# Crufts entries



## Tollisty (May 27, 2008)

Dog World - 05 Breaking news

Crufts entries are out


----------



## CheekoAndCo (Jun 17, 2009)

So Blu has 48 other min poodle males to beat :lol:


----------



## Nessie162 (Jul 16, 2010)

Hey, Do you maybe know any cheap (very cheap, if possible ) accommodation somewhere beside where Crufts take place??


----------



## CheekoAndCo (Jun 17, 2009)

Nessie162 said:


> Hey, Do you maybe know any cheap (very cheap, if possible ) accommodation somewhere beside where Crufts take place??


When we were going to stay over night the rooms were all like 3x the price plus a charge for dogs  Decided to go on the coach instead. Only £60odd for mum, me, dog, luggage, space for crate etc :thumbup:


----------



## dexter (Nov 29, 2008)

Nessie162 said:


> Hey, Do you maybe know any cheap (very cheap, if possible ) accommodation somewhere beside where Crufts take place??


you'll be hard pushed to find any we tried end of December and couldn't get anything, try travelodges, you might be lucky.


----------



## swarthy (Apr 24, 2010)

Novotel, Coventry - just off the M6 - and about 15 minutes from the NEC - we have actually booked on the day before now and got in

Hotel Novotel Coventry M6/J3: travel, stay or vacation, holiday at COVENTRY

==================

Entries are really dropping - the year before last there were around 630 Labs


----------



## Dally Banjo (Oct 22, 2009)

Is there anyway of finding out the dogs names that are entered, I was wondering if there were any LUA Dalmatians qualified


----------



## Snoringbear (Sep 26, 2008)

Dally Banjo said:


> Is there anyway of finding out the dogs names that are entered, I was wondering if there were any LUA Dalmatians qualified


The names will be in the catalogue.


----------



## Dally Banjo (Oct 22, 2009)

Snoringbear said:


> The names will be in the catalogue.


Is that online or at the show?


----------



## Snoringbear (Sep 26, 2008)

At the show, they have been publishing the old schedules and catalogues on the internet but they are a few years behind.


----------



## Dally Banjo (Oct 22, 2009)

Snoringbear said:


> At the show, they have been publishing the old schedules and catalogues on the internet but they are a few years behind.

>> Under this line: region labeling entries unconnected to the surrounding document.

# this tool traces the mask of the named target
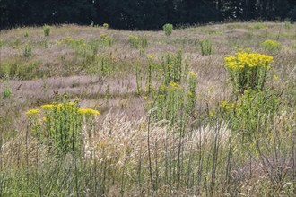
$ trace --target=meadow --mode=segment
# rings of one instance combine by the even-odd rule
[[[0,196],[295,196],[296,24],[0,33]]]

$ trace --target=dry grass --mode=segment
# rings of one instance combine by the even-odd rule
[[[110,56],[115,62],[114,71],[106,76],[90,73],[84,57],[69,46],[57,43],[65,37],[91,42],[101,34],[114,39],[111,47],[100,47],[96,54]],[[129,47],[130,35],[148,38],[144,56]],[[213,39],[213,54],[201,55],[198,41],[203,39]],[[283,91],[281,101],[285,107],[266,128],[262,128],[271,137],[259,139],[259,154],[254,146],[239,143],[241,136],[231,133],[231,123],[218,125],[217,120],[212,121],[209,111],[232,97],[223,57],[240,47],[265,53],[260,44],[267,39],[277,39],[282,48],[270,54],[274,61],[266,87]],[[23,193],[53,196],[292,193],[296,171],[296,50],[291,46],[296,40],[295,24],[289,30],[283,23],[274,22],[214,24],[174,30],[170,37],[163,31],[60,25],[51,27],[49,38],[45,38],[42,27],[24,27],[1,31],[0,39],[4,40],[0,47],[0,168],[4,172],[0,173],[0,195],[1,189],[13,196]],[[22,49],[28,42],[32,56],[24,57]],[[144,90],[148,67],[145,56],[154,55],[158,63],[163,53],[179,49],[189,70],[197,74],[196,113],[190,124],[186,125],[184,136],[179,132],[184,128],[169,128],[163,123],[149,121],[145,93],[137,94],[135,77],[138,61]],[[3,73],[7,64],[18,65],[20,74],[6,78]],[[31,69],[30,65],[36,67]],[[6,98],[2,98],[4,81],[12,89],[12,96]],[[158,82],[155,80],[153,84]],[[68,94],[70,99],[78,98],[83,107],[101,113],[91,136],[85,130],[81,133],[84,136],[83,158],[71,154],[57,158],[46,141],[38,141],[28,133],[25,112],[53,102],[57,92]],[[13,179],[18,176],[19,181]],[[13,186],[4,185],[7,183]],[[37,184],[41,189],[36,189]]]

DOH! Oh well hopefully they will be one or two there :thumbup: thank you


----------



## Tigerneko (Jan 2, 2009)

A very interesting read  only 176 Great Danes, thought there would be far more than that


----------



## kaisa624 (Mar 5, 2010)

How do you get the schedules at the show? I tried last year but they wouldn't give me one


----------



## swarthy (Apr 24, 2010)

kaisa624 said:


> How do you get the schedules at the show? I tried last year but they wouldn't give me one


You should be able to buy one - most CH shows have "Voucher catalogues" and "non Voucher catalogues" - I know the year I went minus dogs, I was able to buy one for Gundogs, cost me around £6


----------